A Week of It was a pioneering comedy series that entertained and often outraged audiences over three series from 1977 to 1979. The writing team, led by David McPhail, AK Grant, Jon Gadsby, Bruce Ansley, Chris McVeigh and Peter Hawes, took irreverent aim at topical issues and public figures of the day. Amongst notable impersonations was McPhail's famous aping of Prime Minister Rob Muldoon; a catchphrase from a skit — "Jeez, Wayne" — entered NZ pop culture. The series won multiple Feltex Awards and in 1979 McPhail won Entertainer of the Year.
Around 31 March 1903, eccentric farmer Richard Pearse climbed into a self-built monoplane and flew for about 140 metres, before crashing into a Waitohi gorse bush. The amount of control he maintained and exact date (before the Wright brothers?) has been oft-debated. This award-winning TV film (an early script for Hunter's Gold's Roger Simpson) dramatises the life of the reclusive young inventor and his flying machine, from his youth up until the flight itself. Actor Martyn Sanderson captures 'Mad Dick's' obsession in a Feltex-winning performance.
This 1974 end of year special for music show Popco sees acts performing cover songs in locations around Christchurch, plus inside the studio. Presenting and singing are Hayden Wood, Rob Guest (before musicals fame) and Steve Gilpin (before Mi-Sex). The performers include Space Waltz (in their glam rock glory), Annie Whittle (on the banks of the Avon), the Maggie Burke dancers in Cathedral Square, Rockinghorse (featuring 'Nature' composer Wayne Mason), Mark Williams (sparkling in green lurex), Bunny Walters, Drut (complete with a flaming guitar) and Beaver (in the finale).

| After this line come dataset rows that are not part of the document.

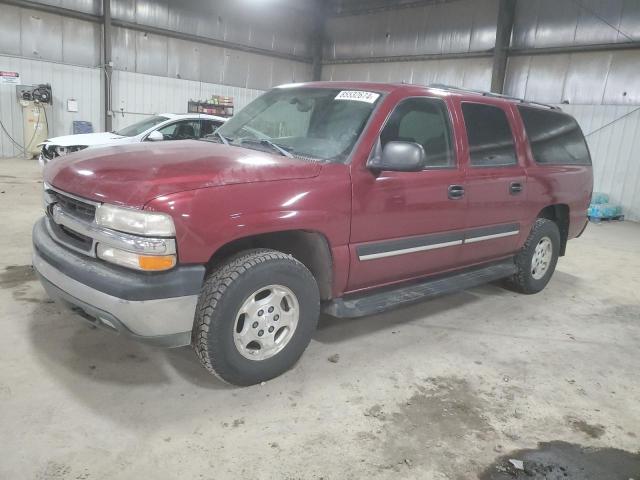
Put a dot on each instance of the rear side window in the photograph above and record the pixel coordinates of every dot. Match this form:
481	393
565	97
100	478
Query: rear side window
490	139
555	137
424	121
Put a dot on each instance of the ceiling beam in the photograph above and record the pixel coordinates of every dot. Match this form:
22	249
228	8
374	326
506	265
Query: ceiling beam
410	58
65	12
504	27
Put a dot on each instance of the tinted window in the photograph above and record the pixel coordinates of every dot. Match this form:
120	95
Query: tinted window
490	139
181	130
317	123
424	121
555	137
141	126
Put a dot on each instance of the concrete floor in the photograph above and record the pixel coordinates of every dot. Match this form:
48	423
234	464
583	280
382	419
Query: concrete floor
447	389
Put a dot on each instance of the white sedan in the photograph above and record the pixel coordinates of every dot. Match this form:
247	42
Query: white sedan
166	126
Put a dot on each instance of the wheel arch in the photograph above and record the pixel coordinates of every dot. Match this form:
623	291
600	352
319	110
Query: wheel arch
311	248
559	214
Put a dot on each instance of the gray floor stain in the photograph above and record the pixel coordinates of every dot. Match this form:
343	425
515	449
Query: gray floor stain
16	275
440	414
566	461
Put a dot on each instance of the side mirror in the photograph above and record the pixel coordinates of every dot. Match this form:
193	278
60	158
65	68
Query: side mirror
155	136
399	157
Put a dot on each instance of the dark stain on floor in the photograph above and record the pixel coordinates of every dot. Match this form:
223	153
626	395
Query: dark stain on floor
16	275
578	425
565	461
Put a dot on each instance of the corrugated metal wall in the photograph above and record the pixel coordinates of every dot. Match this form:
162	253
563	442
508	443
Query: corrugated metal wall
613	134
67	81
49	48
600	86
454	27
470	73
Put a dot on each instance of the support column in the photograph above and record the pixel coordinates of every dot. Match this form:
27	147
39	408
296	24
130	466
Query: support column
317	43
108	64
506	14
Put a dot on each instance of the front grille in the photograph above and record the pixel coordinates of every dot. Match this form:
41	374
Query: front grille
68	237
72	206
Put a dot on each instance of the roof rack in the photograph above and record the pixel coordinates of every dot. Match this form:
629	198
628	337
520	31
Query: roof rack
491	95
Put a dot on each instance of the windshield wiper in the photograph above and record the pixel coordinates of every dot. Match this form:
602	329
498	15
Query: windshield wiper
221	137
268	143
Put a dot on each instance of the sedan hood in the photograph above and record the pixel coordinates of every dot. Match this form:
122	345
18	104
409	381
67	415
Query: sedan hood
89	139
134	174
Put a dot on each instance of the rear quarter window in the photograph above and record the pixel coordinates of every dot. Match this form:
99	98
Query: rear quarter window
555	137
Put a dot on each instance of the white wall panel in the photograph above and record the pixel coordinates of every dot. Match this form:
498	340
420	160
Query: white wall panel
67	81
470	73
615	150
137	95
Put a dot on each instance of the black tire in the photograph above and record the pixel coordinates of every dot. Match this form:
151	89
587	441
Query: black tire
226	289
523	281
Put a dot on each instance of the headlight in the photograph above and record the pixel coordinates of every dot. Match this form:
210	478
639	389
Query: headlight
133	221
61	151
148	263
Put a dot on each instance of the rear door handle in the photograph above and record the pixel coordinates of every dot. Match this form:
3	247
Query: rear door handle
456	192
515	188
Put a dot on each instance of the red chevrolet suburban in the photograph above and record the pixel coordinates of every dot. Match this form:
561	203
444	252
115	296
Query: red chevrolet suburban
348	198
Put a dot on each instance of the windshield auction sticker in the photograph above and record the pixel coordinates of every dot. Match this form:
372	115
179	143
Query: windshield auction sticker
358	96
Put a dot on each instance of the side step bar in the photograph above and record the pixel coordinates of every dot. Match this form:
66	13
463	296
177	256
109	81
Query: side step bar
379	301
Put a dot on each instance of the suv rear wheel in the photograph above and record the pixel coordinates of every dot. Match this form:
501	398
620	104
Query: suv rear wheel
537	260
255	316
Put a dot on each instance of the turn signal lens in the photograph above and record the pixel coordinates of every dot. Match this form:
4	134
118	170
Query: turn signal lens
148	263
156	262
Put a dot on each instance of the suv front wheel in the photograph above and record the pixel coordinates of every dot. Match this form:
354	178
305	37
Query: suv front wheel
255	316
537	260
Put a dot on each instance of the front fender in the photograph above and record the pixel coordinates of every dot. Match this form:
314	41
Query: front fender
208	218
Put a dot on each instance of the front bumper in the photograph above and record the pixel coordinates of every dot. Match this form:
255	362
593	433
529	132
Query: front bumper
153	308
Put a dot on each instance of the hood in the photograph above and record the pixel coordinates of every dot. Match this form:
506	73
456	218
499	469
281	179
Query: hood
134	174
89	139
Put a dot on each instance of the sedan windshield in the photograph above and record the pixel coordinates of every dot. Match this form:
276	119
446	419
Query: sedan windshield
315	123
139	127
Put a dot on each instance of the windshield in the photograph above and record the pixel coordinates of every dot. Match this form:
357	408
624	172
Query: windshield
317	123
139	127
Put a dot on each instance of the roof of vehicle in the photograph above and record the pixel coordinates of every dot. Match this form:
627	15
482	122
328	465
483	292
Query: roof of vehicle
410	88
174	116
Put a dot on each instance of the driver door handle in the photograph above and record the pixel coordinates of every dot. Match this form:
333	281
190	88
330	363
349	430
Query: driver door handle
515	188
455	192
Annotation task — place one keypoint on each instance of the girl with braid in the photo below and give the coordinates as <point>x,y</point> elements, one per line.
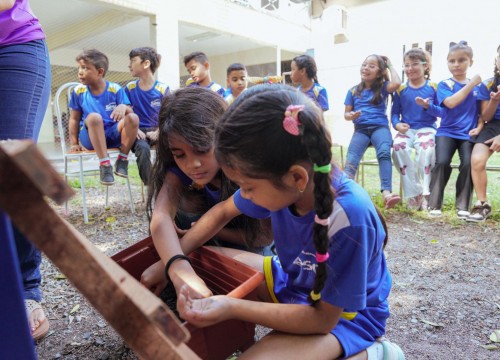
<point>325,292</point>
<point>366,106</point>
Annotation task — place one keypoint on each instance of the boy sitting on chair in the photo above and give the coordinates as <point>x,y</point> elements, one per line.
<point>101,117</point>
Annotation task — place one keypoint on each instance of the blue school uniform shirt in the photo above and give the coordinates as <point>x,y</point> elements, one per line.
<point>213,196</point>
<point>484,95</point>
<point>358,278</point>
<point>406,110</point>
<point>83,100</point>
<point>146,104</point>
<point>371,115</point>
<point>318,94</point>
<point>457,122</point>
<point>212,86</point>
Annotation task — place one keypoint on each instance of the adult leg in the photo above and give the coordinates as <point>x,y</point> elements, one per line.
<point>445,148</point>
<point>142,151</point>
<point>24,93</point>
<point>402,157</point>
<point>464,179</point>
<point>480,155</point>
<point>357,147</point>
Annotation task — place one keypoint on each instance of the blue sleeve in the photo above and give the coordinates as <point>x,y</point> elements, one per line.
<point>74,102</point>
<point>349,99</point>
<point>121,97</point>
<point>323,100</point>
<point>249,208</point>
<point>396,110</point>
<point>347,267</point>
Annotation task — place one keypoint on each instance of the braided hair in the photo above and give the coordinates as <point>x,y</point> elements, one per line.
<point>250,137</point>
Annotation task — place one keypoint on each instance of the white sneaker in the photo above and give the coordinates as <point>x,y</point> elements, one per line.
<point>435,213</point>
<point>463,214</point>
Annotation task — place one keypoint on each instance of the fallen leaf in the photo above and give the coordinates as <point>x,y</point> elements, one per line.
<point>75,308</point>
<point>431,323</point>
<point>495,336</point>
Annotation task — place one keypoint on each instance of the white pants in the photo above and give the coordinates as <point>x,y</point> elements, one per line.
<point>416,174</point>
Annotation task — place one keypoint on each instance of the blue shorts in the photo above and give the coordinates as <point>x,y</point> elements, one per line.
<point>355,331</point>
<point>111,133</point>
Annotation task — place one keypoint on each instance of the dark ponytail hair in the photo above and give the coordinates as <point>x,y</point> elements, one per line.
<point>267,151</point>
<point>378,84</point>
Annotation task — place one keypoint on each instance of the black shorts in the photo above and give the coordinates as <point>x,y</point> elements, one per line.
<point>489,131</point>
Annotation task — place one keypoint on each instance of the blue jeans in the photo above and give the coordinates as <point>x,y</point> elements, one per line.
<point>24,95</point>
<point>380,137</point>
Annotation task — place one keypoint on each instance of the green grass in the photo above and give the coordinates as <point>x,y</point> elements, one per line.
<point>372,185</point>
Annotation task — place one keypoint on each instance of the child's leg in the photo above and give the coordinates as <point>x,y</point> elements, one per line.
<point>127,127</point>
<point>480,155</point>
<point>277,345</point>
<point>426,156</point>
<point>95,128</point>
<point>357,147</point>
<point>464,180</point>
<point>445,148</point>
<point>402,157</point>
<point>381,138</point>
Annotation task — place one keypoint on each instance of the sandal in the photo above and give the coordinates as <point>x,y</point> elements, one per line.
<point>43,327</point>
<point>391,200</point>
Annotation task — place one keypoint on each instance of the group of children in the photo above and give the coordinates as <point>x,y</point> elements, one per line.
<point>468,109</point>
<point>254,176</point>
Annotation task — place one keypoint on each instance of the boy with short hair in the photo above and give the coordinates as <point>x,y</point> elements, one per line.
<point>236,82</point>
<point>198,67</point>
<point>145,95</point>
<point>100,116</point>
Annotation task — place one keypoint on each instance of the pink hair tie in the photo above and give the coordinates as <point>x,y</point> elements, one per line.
<point>324,222</point>
<point>322,257</point>
<point>291,121</point>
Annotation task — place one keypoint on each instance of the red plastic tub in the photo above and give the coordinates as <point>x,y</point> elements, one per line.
<point>224,276</point>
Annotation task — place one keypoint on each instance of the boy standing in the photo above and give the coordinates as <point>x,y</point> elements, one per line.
<point>100,118</point>
<point>145,95</point>
<point>198,67</point>
<point>236,82</point>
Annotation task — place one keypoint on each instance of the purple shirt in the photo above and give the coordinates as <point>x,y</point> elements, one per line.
<point>19,25</point>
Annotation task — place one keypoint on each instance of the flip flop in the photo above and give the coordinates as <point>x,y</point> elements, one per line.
<point>391,200</point>
<point>43,328</point>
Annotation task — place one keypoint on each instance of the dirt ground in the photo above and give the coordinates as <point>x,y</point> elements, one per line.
<point>445,300</point>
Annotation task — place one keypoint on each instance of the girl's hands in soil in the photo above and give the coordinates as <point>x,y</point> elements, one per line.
<point>202,312</point>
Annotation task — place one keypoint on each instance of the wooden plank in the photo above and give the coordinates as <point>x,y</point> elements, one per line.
<point>142,319</point>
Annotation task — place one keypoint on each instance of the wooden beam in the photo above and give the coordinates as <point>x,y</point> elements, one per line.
<point>141,318</point>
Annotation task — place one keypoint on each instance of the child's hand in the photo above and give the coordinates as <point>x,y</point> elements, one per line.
<point>119,112</point>
<point>476,79</point>
<point>423,102</point>
<point>154,279</point>
<point>76,148</point>
<point>402,127</point>
<point>202,312</point>
<point>353,115</point>
<point>495,143</point>
<point>495,96</point>
<point>141,135</point>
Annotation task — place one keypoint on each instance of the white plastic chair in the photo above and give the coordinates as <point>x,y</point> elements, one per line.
<point>83,163</point>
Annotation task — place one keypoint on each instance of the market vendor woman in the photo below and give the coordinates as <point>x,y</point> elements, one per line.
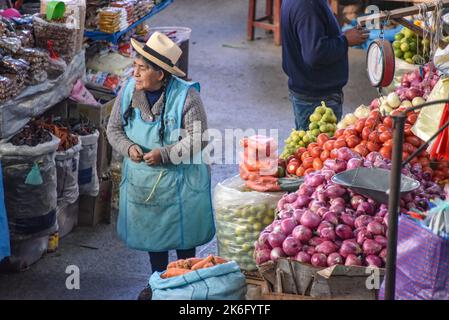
<point>164,204</point>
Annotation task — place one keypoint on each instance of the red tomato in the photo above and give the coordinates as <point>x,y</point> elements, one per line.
<point>415,141</point>
<point>385,152</point>
<point>372,146</point>
<point>339,143</point>
<point>311,146</point>
<point>385,136</point>
<point>373,137</point>
<point>307,163</point>
<point>308,171</point>
<point>388,122</point>
<point>305,155</point>
<point>352,141</point>
<point>362,150</point>
<point>334,154</point>
<point>325,155</point>
<point>321,139</point>
<point>292,167</point>
<point>359,125</point>
<point>339,133</point>
<point>317,164</point>
<point>329,145</point>
<point>365,133</point>
<point>412,117</point>
<point>300,171</point>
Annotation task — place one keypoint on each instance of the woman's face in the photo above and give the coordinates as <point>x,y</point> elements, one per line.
<point>146,77</point>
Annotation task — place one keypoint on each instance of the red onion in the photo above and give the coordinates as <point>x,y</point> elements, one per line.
<point>315,241</point>
<point>354,163</point>
<point>353,260</point>
<point>375,228</point>
<point>344,154</point>
<point>291,246</point>
<point>330,217</point>
<point>302,201</point>
<point>319,260</point>
<point>343,231</point>
<point>297,214</point>
<point>302,257</point>
<point>328,234</point>
<point>371,247</point>
<point>275,239</point>
<point>381,240</point>
<point>383,255</point>
<point>263,256</point>
<point>335,191</point>
<point>347,219</point>
<point>310,219</point>
<point>362,221</point>
<point>277,253</point>
<point>327,247</point>
<point>373,261</point>
<point>287,226</point>
<point>366,207</point>
<point>316,180</point>
<point>302,233</point>
<point>333,259</point>
<point>305,190</point>
<point>349,247</point>
<point>291,197</point>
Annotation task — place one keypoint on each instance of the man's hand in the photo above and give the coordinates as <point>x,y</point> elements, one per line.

In 1973 EMI NZ producer Alan Galbraith saddled up Rockinghorse: a supergroup of Kiwi musicians (including ‘Nature’ composer Wayne Mason) to provide session music for the label’s artists. Rockinghorse found success of their own with the third single from the Throughbred album — ‘Thru the Southern Moonlight’. It won Best Single at the 1975 RATA Awards. The band also won Best Group and their celebrations led to a year-long ban from the Lion Breweries pub circuit. Here they funk up the cowbells in a 1974 end-of-year special, for Christchurch-based music show Pop Co.
Popco slotted in after Movin’ and before Norman, as part of a long tradition of Christchurch music shows which first began with Let’s Go in the early 60s. It featured a studio band, the Maggie Burke Dancers and vocalists including Bunny Walters, Annie Whittle, Tom Sharplin and Rob Guest, who performed the hits of the day. There were appearances from local acts including Ticket and Chapta, and overseas performers like Lindisfarne and Gary Glitter (who was overcome with vertigo and had to be rescued from a high diving board at QE2 pool, after miming one of his hits).
Town and Around was a nightly magazine show, covering everything from current affairs and studio interviews to slapstick to stunts; including a notorious spoof on a farmer who shod his turkeys in gumboots. A popular and wide-ranging regional series, it ran for five years from 1965, and was the training ground for a generation of industry professionals (Brian Edwards, David McPhail, and Des Monaghan amongst many others). Town and Around was made prior to a national network link, and editions came out of Auckland, Wellington, Christchurch and Dunedin.